Figure 8: SEM micrograph of apatite layer formation over of (a) PCL, (b) PCL/MgMG, (c) PCL/HA, (d) PCL/HA/MgMG scaffolds

Figure 9: Scanning electron micrograph of erythrocytes, representing changes of RBCs morphology after contacting with (a) PCL, (b) PCL/MgMG, (c) PCL/HA, (d) PCL/HA/MgMG.

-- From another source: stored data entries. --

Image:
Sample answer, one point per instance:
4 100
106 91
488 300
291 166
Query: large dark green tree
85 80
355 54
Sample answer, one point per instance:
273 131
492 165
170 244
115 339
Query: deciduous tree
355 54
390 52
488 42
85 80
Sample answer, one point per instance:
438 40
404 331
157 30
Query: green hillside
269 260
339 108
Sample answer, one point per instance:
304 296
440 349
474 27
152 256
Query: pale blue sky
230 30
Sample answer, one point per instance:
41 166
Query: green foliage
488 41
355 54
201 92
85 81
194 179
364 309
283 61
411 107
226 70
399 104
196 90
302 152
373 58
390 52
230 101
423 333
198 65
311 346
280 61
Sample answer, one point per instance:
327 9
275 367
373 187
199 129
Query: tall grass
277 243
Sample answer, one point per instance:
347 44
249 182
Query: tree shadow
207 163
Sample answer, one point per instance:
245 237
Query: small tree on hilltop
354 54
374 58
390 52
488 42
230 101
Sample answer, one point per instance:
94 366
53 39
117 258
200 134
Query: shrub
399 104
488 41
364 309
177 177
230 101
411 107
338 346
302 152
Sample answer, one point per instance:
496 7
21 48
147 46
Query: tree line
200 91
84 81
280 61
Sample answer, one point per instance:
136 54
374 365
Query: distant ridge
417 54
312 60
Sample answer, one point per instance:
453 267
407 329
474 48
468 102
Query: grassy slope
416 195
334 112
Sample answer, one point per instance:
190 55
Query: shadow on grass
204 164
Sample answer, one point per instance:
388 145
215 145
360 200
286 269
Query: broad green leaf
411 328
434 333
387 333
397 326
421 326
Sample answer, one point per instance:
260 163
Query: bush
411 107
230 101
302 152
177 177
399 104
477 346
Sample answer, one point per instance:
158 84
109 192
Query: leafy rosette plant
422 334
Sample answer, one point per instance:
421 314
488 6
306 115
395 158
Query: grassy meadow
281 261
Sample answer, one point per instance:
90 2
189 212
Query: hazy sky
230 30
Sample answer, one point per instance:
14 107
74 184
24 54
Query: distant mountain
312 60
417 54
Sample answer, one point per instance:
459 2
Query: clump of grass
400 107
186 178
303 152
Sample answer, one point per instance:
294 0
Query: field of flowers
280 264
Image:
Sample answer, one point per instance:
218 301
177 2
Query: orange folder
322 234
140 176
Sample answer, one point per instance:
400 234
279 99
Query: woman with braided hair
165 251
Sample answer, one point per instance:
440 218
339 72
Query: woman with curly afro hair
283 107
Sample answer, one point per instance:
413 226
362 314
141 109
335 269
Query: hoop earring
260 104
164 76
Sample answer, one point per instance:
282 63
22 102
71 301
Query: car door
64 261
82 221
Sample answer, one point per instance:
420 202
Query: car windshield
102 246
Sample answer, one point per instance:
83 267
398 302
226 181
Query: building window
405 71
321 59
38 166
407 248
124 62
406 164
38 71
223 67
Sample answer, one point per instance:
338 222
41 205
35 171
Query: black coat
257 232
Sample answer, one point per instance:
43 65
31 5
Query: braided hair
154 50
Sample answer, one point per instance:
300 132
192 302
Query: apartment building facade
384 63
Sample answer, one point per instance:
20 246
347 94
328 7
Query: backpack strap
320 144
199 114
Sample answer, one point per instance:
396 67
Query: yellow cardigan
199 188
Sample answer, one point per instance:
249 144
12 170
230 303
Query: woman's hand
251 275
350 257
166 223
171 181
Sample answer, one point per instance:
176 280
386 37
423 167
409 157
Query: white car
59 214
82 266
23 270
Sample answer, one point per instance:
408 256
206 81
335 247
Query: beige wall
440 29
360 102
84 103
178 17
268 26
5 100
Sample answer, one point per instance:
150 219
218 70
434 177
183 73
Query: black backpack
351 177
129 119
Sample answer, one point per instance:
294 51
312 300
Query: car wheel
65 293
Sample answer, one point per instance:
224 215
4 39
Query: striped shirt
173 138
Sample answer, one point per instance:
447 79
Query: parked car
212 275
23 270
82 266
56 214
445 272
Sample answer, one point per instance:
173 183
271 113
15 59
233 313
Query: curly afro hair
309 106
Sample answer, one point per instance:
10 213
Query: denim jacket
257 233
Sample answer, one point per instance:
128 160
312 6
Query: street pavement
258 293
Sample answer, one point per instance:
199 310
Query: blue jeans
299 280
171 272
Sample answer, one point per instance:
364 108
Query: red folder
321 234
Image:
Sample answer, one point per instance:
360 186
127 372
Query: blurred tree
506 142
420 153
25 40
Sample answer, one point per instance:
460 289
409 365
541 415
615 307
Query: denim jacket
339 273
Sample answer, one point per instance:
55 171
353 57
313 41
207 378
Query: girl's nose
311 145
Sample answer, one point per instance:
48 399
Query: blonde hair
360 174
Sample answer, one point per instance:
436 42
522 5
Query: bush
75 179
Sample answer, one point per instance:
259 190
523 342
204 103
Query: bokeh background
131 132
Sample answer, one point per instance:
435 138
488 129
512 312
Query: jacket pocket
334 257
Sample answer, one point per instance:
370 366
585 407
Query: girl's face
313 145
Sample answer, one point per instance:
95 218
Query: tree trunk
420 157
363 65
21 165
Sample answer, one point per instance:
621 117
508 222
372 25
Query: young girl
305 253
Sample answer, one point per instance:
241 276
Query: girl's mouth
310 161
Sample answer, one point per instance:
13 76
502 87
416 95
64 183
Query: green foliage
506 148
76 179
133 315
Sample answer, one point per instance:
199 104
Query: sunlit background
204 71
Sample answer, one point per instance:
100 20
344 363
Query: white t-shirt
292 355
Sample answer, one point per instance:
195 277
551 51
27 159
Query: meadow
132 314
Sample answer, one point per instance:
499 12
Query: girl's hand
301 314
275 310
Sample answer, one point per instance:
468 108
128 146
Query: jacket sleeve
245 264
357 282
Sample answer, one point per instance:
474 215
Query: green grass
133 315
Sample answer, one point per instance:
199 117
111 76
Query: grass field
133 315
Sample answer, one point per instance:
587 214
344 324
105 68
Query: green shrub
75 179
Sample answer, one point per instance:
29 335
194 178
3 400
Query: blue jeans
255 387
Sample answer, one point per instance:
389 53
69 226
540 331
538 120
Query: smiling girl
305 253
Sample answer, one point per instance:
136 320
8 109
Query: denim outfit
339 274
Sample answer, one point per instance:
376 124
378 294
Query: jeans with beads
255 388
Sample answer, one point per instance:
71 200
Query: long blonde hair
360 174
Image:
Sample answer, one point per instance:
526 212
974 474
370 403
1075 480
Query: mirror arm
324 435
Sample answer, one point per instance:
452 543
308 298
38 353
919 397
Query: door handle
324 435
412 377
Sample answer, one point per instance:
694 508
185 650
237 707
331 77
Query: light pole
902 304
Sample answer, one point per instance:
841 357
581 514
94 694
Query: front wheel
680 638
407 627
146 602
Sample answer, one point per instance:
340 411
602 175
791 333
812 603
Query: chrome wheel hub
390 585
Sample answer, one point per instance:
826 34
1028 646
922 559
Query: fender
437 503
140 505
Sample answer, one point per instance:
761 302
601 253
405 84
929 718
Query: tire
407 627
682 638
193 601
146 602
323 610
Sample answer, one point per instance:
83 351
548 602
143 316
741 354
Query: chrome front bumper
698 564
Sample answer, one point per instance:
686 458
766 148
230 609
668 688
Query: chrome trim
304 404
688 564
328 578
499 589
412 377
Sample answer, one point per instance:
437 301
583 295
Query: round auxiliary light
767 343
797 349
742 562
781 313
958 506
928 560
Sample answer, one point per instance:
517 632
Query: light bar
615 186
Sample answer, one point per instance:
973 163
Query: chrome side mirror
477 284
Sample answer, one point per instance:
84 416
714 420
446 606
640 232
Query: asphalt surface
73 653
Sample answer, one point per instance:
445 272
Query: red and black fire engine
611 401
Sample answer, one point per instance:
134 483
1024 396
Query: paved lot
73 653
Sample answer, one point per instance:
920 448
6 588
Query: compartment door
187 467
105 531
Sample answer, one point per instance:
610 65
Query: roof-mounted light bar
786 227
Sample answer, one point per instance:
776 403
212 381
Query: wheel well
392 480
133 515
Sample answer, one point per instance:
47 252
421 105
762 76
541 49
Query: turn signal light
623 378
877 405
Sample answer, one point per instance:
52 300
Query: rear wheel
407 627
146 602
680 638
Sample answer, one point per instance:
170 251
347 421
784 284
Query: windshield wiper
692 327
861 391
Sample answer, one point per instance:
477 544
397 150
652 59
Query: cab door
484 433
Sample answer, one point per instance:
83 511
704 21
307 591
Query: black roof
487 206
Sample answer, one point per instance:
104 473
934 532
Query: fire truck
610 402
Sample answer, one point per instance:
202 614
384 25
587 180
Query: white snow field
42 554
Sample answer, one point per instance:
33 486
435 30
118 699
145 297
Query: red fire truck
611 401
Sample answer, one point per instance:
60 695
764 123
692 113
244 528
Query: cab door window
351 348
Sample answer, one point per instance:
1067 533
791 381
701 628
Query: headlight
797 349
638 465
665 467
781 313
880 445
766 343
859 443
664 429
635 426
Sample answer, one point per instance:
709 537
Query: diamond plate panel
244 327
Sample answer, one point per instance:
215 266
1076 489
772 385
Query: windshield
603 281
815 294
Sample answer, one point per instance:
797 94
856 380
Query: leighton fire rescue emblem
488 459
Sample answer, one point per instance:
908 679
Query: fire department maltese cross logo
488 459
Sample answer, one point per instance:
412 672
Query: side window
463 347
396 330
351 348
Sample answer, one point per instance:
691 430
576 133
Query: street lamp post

Table 1:  Contact angles of the scaffolds and their surface energy


Specimen Contact angle Surface energy 


PCL 127° -43.812
PCL/nHA 108° -22.496
PCL/MgMG 59o 37.494

EssayHub’s Community of Professional Tutors & Editors
Tutoring Service, EssayHub
Professional Essay Writers for Hire
Essay Writing Service, EssayPro
Professional Custom
Professional Custom Essay Writing Services
In need of qualified essay help online or professional assistance with your research paper?
Browsing the web for a reliable custom writing service to give you a hand with college assignment?
Out of time and require quick and moreover effective support with your term paper or dissertation?